Ex-lobbyist won’t need a waiver to work for Vice President Biden
A former lobbyist hired by Vice President Biden over the weekend will not need an ethics waiver to serve in the Obama administration.
Steve Ricchetti, of lobby firm Ricchetti Inc., was hired as a counselor to the vice president. A well-known Democratic lobbyist and experienced party hand, Ricchetti has not been listed as a lobbyist by his firm since the end of 2008, according to lobbying disclosure records.
{mosads}President Obama has made it a point that his administration doesn’t hire lobbyists, but some K Streeters have made it into the administration thanks to a waiver process for those who have lobbied in the two years prior to their appointment.
Hired in 2012, Ricchetti would be well clear of that two-year window and would not require a waiver to serve in Biden’s office, according to experts interviewed by The Hill.
“As long as you’re off being a registered lobbyist for two years, you’re clear,” said Kenneth Gross, a partner at Skadden, Arps, Slate, Meagher & Flom. “He is good to go under the executive order.”
The Republican National Committee took a swipe at the president for Ricchetti’s hiring Monday, calling him “the most recent lobbyist welcomed into the Obama White House.”
A deputy chief of staff to former President Clinton, Ricchetti was also a senior adviser to the presidential campaigns of Sen.

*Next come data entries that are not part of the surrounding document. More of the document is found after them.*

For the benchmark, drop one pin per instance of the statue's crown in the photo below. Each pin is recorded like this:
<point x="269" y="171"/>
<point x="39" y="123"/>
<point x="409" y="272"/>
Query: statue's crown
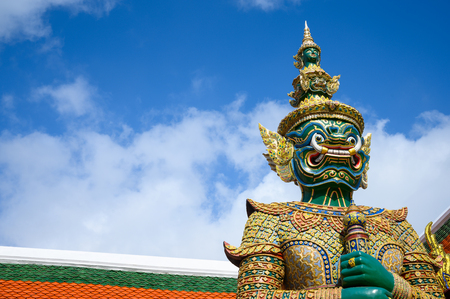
<point x="308" y="41"/>
<point x="313" y="90"/>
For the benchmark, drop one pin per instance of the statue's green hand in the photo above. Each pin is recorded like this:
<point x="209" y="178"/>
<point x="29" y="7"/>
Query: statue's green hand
<point x="367" y="272"/>
<point x="365" y="293"/>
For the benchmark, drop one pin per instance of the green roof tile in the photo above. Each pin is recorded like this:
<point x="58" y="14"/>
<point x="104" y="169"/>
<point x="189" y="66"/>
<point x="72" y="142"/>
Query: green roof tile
<point x="42" y="273"/>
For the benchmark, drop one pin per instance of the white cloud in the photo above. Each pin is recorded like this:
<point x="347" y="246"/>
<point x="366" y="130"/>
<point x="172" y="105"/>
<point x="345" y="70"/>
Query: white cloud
<point x="266" y="5"/>
<point x="166" y="192"/>
<point x="70" y="99"/>
<point x="23" y="19"/>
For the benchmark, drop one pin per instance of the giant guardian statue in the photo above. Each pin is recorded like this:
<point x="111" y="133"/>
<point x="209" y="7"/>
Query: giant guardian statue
<point x="325" y="246"/>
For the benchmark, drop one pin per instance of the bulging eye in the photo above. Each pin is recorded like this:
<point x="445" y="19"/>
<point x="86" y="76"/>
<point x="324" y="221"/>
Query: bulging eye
<point x="352" y="140"/>
<point x="318" y="138"/>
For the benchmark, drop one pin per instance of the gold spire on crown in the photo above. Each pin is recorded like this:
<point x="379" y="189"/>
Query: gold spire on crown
<point x="312" y="96"/>
<point x="308" y="41"/>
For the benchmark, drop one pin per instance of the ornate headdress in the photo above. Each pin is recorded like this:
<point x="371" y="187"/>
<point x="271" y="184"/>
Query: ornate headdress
<point x="313" y="90"/>
<point x="312" y="96"/>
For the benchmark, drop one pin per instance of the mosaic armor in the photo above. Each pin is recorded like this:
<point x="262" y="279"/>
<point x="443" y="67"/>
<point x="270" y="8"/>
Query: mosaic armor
<point x="292" y="250"/>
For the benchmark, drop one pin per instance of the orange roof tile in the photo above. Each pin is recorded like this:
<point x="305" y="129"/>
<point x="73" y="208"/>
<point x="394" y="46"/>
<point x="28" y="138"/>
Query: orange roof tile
<point x="54" y="290"/>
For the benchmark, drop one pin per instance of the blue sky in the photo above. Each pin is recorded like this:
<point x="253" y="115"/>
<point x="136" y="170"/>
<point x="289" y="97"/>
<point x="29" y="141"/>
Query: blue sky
<point x="131" y="126"/>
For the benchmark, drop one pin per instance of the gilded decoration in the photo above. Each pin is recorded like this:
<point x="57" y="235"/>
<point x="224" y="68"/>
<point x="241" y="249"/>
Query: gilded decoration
<point x="324" y="245"/>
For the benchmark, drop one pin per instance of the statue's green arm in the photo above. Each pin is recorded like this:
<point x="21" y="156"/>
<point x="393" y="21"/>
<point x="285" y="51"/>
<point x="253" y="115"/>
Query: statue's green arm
<point x="417" y="278"/>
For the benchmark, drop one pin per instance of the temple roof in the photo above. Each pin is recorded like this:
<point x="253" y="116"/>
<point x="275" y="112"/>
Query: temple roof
<point x="37" y="273"/>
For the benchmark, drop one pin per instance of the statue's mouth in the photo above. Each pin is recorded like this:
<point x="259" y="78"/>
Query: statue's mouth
<point x="316" y="158"/>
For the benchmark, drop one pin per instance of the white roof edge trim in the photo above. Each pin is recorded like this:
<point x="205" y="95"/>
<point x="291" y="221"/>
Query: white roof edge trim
<point x="111" y="261"/>
<point x="440" y="220"/>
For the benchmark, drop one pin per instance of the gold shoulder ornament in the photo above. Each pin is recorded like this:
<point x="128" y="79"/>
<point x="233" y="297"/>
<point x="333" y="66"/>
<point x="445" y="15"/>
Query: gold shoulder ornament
<point x="437" y="252"/>
<point x="280" y="153"/>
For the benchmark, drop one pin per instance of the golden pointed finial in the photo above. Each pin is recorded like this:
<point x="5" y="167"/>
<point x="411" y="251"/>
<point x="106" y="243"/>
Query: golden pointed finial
<point x="308" y="41"/>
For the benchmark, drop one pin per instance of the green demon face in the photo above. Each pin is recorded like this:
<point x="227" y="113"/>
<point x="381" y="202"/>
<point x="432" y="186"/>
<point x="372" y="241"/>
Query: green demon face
<point x="328" y="151"/>
<point x="311" y="55"/>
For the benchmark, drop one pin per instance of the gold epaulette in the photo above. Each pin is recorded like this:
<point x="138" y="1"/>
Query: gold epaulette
<point x="237" y="254"/>
<point x="274" y="208"/>
<point x="421" y="257"/>
<point x="397" y="215"/>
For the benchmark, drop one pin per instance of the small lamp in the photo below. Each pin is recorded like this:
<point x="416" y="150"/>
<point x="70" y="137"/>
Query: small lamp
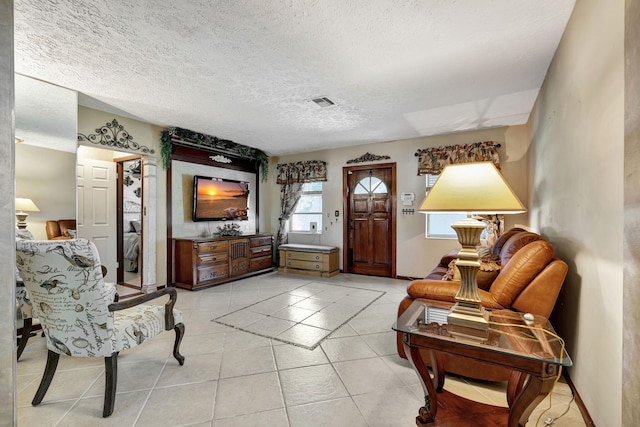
<point x="470" y="188"/>
<point x="21" y="206"/>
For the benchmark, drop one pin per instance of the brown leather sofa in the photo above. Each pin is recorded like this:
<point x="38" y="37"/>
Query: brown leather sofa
<point x="528" y="281"/>
<point x="58" y="229"/>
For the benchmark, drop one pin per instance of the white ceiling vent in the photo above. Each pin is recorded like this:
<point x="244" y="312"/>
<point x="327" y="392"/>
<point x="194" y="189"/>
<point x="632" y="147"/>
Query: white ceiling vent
<point x="322" y="101"/>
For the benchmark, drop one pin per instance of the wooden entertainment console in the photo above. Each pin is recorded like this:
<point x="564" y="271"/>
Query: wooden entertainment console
<point x="204" y="262"/>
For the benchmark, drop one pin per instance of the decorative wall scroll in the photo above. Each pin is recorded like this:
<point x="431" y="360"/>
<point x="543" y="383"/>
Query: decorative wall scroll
<point x="175" y="135"/>
<point x="220" y="159"/>
<point x="113" y="135"/>
<point x="368" y="157"/>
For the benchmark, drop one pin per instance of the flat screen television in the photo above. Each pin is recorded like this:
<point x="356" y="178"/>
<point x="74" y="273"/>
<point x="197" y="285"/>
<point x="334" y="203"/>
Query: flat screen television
<point x="219" y="199"/>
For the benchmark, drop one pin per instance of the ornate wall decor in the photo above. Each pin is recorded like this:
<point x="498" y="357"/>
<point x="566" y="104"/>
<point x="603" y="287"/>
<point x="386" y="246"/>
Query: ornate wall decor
<point x="220" y="159"/>
<point x="368" y="157"/>
<point x="113" y="135"/>
<point x="175" y="135"/>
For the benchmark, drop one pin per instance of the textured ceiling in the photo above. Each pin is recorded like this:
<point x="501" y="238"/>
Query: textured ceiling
<point x="245" y="70"/>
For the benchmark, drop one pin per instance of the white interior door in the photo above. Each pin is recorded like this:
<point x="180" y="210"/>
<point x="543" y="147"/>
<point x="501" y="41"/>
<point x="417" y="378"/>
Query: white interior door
<point x="96" y="188"/>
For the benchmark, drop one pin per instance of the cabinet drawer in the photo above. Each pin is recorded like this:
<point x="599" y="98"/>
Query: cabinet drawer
<point x="261" y="263"/>
<point x="208" y="247"/>
<point x="304" y="256"/>
<point x="212" y="258"/>
<point x="213" y="272"/>
<point x="304" y="265"/>
<point x="261" y="241"/>
<point x="260" y="251"/>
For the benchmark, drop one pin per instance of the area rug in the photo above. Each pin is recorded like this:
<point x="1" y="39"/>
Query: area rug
<point x="304" y="316"/>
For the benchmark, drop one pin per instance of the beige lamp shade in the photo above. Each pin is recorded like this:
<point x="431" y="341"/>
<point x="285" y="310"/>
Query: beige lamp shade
<point x="26" y="205"/>
<point x="472" y="188"/>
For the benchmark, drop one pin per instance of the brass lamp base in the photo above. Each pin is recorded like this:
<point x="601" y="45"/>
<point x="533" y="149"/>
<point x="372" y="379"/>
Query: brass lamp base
<point x="22" y="220"/>
<point x="468" y="315"/>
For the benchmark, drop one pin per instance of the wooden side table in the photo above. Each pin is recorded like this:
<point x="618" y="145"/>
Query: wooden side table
<point x="533" y="352"/>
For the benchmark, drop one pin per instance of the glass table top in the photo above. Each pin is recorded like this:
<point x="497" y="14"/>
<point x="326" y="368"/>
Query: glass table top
<point x="508" y="332"/>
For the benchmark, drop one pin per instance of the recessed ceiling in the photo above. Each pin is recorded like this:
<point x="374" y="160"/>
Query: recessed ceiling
<point x="246" y="70"/>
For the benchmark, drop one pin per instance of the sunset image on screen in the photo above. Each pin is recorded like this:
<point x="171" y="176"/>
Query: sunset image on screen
<point x="221" y="199"/>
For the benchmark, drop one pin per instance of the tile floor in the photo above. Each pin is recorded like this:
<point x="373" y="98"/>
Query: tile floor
<point x="232" y="378"/>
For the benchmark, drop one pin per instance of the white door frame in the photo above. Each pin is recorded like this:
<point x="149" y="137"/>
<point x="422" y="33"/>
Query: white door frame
<point x="149" y="219"/>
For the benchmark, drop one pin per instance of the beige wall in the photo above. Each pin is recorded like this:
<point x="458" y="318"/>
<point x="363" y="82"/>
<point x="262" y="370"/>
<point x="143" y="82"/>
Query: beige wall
<point x="149" y="135"/>
<point x="576" y="198"/>
<point x="48" y="178"/>
<point x="631" y="296"/>
<point x="416" y="256"/>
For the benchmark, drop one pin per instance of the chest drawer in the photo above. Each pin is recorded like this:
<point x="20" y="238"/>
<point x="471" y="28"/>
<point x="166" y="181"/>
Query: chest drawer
<point x="212" y="258"/>
<point x="304" y="256"/>
<point x="261" y="241"/>
<point x="261" y="263"/>
<point x="304" y="265"/>
<point x="260" y="251"/>
<point x="213" y="272"/>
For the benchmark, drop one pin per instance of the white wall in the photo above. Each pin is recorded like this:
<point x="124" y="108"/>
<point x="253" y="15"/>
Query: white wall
<point x="416" y="256"/>
<point x="577" y="196"/>
<point x="48" y="178"/>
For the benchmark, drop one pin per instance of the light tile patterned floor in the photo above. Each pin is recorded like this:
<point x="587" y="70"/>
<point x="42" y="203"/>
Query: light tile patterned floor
<point x="234" y="379"/>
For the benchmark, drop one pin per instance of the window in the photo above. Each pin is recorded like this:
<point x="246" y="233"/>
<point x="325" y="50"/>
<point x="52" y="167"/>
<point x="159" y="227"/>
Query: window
<point x="308" y="209"/>
<point x="438" y="226"/>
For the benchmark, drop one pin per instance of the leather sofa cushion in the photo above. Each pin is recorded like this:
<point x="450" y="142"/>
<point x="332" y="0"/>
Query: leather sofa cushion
<point x="523" y="267"/>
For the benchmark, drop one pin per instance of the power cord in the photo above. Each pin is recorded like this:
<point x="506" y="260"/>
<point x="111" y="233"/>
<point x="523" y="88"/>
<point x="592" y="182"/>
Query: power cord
<point x="529" y="325"/>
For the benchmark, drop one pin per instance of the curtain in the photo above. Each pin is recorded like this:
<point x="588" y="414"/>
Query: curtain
<point x="433" y="160"/>
<point x="291" y="176"/>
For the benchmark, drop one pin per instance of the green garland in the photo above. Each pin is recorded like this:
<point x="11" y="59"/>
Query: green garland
<point x="190" y="137"/>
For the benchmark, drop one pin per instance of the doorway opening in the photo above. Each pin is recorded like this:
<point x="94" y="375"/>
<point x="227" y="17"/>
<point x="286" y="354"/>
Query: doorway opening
<point x="129" y="210"/>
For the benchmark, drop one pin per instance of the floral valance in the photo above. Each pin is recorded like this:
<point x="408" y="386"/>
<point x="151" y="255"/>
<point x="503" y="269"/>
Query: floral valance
<point x="433" y="160"/>
<point x="307" y="171"/>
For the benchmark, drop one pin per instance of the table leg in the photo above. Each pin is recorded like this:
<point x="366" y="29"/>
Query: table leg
<point x="533" y="392"/>
<point x="427" y="413"/>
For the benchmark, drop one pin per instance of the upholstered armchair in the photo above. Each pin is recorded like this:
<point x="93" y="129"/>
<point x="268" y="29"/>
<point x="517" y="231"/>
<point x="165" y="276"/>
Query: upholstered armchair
<point x="528" y="280"/>
<point x="24" y="309"/>
<point x="77" y="312"/>
<point x="61" y="229"/>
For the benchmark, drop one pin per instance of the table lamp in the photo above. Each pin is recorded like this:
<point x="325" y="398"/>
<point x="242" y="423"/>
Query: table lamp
<point x="473" y="188"/>
<point x="21" y="206"/>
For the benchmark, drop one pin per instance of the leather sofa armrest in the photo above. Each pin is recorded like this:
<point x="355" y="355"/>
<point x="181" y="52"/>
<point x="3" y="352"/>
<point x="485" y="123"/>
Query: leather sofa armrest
<point x="444" y="290"/>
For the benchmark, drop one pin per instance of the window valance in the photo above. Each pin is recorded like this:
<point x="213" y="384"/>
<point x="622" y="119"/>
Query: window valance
<point x="300" y="172"/>
<point x="433" y="160"/>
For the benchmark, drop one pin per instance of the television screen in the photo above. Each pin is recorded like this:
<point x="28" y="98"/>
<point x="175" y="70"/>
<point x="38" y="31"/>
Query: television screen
<point x="218" y="199"/>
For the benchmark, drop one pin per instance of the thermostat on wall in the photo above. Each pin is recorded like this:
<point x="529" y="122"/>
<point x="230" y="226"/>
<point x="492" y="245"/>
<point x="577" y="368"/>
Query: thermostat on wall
<point x="407" y="199"/>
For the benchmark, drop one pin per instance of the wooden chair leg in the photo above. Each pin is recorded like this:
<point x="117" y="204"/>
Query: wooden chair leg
<point x="49" y="370"/>
<point x="111" y="379"/>
<point x="26" y="333"/>
<point x="179" y="328"/>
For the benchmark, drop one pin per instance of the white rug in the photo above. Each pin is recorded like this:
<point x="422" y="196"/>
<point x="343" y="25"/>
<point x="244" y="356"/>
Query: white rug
<point x="304" y="316"/>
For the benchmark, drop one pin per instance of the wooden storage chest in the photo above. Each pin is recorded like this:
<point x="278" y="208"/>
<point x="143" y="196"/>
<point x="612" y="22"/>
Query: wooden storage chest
<point x="309" y="259"/>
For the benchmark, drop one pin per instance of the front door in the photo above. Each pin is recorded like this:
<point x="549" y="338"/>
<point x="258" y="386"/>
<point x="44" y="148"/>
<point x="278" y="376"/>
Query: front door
<point x="370" y="228"/>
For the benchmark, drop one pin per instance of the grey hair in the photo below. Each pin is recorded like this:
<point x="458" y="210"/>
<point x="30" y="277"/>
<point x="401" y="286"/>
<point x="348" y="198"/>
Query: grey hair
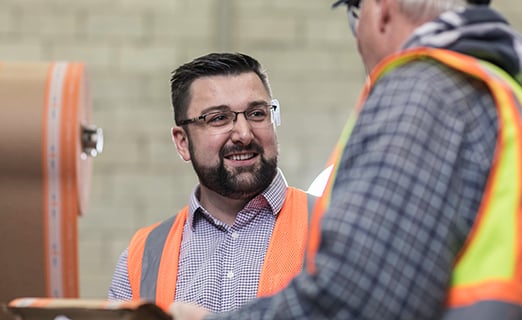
<point x="424" y="10"/>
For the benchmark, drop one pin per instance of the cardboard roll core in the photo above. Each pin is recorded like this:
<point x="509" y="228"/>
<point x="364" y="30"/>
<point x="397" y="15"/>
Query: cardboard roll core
<point x="47" y="142"/>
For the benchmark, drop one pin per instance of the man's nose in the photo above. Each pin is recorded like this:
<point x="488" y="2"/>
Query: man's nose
<point x="241" y="131"/>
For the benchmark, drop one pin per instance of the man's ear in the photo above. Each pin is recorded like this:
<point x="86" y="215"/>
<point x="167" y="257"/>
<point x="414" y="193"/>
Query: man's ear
<point x="180" y="139"/>
<point x="385" y="13"/>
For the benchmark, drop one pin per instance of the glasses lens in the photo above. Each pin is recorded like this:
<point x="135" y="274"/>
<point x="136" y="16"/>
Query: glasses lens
<point x="223" y="121"/>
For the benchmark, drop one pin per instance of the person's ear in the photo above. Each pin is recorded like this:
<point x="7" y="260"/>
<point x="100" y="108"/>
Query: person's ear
<point x="180" y="139"/>
<point x="385" y="13"/>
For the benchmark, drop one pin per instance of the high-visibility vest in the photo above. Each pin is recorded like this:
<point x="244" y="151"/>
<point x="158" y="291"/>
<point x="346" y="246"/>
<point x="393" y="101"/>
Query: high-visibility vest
<point x="486" y="280"/>
<point x="154" y="253"/>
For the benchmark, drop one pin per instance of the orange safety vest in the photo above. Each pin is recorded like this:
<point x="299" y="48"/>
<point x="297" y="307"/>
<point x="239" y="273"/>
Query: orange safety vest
<point x="486" y="279"/>
<point x="154" y="253"/>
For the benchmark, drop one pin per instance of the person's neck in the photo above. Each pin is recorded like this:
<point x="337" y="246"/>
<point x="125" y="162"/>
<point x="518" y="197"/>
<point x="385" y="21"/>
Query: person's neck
<point x="222" y="208"/>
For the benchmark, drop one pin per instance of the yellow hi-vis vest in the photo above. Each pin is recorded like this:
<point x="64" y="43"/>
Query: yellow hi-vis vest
<point x="486" y="280"/>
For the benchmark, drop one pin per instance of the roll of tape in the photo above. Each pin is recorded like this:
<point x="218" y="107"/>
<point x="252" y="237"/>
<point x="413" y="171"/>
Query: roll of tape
<point x="47" y="142"/>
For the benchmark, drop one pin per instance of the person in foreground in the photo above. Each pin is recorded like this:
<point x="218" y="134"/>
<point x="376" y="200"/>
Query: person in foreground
<point x="421" y="218"/>
<point x="244" y="230"/>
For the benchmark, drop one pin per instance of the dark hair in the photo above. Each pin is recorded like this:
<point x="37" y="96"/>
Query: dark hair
<point x="213" y="64"/>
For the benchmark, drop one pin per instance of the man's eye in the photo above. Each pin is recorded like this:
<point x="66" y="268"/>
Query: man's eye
<point x="216" y="118"/>
<point x="257" y="114"/>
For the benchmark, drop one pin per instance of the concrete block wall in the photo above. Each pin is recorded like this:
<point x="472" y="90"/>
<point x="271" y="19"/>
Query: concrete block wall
<point x="131" y="46"/>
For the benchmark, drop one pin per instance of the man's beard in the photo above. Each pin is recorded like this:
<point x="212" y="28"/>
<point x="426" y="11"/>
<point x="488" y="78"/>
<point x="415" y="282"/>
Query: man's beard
<point x="229" y="184"/>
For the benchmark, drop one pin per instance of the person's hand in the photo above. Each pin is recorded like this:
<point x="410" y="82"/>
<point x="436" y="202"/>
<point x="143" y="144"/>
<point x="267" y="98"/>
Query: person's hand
<point x="187" y="311"/>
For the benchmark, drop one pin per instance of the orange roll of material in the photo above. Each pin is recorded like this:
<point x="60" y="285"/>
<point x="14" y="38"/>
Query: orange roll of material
<point x="47" y="143"/>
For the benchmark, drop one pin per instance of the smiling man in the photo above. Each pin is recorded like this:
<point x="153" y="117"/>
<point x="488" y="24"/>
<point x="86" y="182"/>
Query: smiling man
<point x="243" y="233"/>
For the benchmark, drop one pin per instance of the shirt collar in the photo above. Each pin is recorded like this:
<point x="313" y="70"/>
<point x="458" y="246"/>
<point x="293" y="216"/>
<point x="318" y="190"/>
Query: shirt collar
<point x="274" y="194"/>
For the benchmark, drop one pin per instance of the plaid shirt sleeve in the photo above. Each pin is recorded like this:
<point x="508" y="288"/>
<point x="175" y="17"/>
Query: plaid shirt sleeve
<point x="409" y="185"/>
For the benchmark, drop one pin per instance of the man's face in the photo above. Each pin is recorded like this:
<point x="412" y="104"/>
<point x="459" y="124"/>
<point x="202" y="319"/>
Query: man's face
<point x="238" y="164"/>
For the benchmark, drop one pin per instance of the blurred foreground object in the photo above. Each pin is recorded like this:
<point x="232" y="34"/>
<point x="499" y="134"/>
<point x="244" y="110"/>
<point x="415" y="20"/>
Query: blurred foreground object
<point x="83" y="309"/>
<point x="47" y="144"/>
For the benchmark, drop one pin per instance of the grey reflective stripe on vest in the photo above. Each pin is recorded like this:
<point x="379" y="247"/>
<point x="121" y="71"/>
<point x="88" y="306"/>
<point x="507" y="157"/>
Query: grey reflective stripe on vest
<point x="311" y="203"/>
<point x="311" y="199"/>
<point x="151" y="259"/>
<point x="485" y="310"/>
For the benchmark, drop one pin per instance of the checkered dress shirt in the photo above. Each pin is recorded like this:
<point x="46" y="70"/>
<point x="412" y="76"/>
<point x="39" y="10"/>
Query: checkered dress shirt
<point x="219" y="265"/>
<point x="408" y="189"/>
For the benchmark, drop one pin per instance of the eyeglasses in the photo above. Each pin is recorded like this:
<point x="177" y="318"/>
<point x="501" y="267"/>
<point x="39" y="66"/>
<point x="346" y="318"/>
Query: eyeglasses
<point x="353" y="7"/>
<point x="218" y="122"/>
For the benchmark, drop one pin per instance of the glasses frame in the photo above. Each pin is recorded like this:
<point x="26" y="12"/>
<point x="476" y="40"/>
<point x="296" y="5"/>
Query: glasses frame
<point x="272" y="108"/>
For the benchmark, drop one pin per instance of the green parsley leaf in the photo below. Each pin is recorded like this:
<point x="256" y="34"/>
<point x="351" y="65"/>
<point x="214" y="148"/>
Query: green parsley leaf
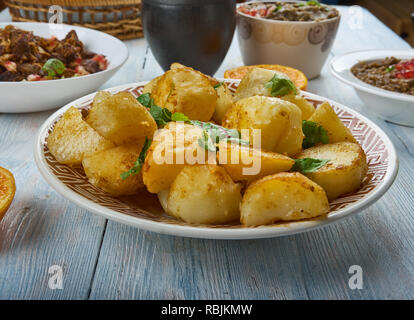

John Kerry (D-Mass.) in 2004 and now-Secretary of State Hillary Clinton in 2008. Ricchetti also has been an active lobbyist since leaving the Clinton White House.
At Ricchetti Inc., he lobbied for major trade groups and companies like the American Hospital Association, AT&T, Eli Lilly and Co. and General Motors, according to records.
But by the end of 2008, Ricchetti Inc. began to file several reports indicating that Ricchetti was no longer registered to lobby for many of its clients, even amending some of their 2008 filings later in 2010.
Given that he deregistered in 2008, Richetti will not need a waiver, because his lobbying happened more than two years prior to his appointment.
“He would not require a special waiver as a lobbyist because he filed his termination papers,” said Craig Holman, government affairs lobbyist for Public Citizen.
Biden’s office also said Ricchetti would not need a waiver.
Since 2008, Ricchetti advised clients on public policy, communications strategy and grassroots efforts, but did not act as a lobbyist with the federal government on behalf of any client, according to an aide to the vice president.
Holman doesn’t see any issue with Ricchetti being hired by Biden, as long as the new aide abides by Obama’s executive order.
“My understanding is that he would have to recuse himself from any official matters that could affect his former clients,” Holman said. “The important thing is that he recuses himself from any conflict of interest situation. That is the whole crux of the ethics pledge.”
Holman was referring to a provision in the executive order that the administration’s political appointees pledge not to “for a period of 2 years from the date of my appointment participate in any particular matter involving specific parties that is directly and substantially related to my former employer or former clients, including regulations and contracts.”
Ricchetti will recuse himself with respect to matters that involve his former employer or former clients, according to the vice president’s aide.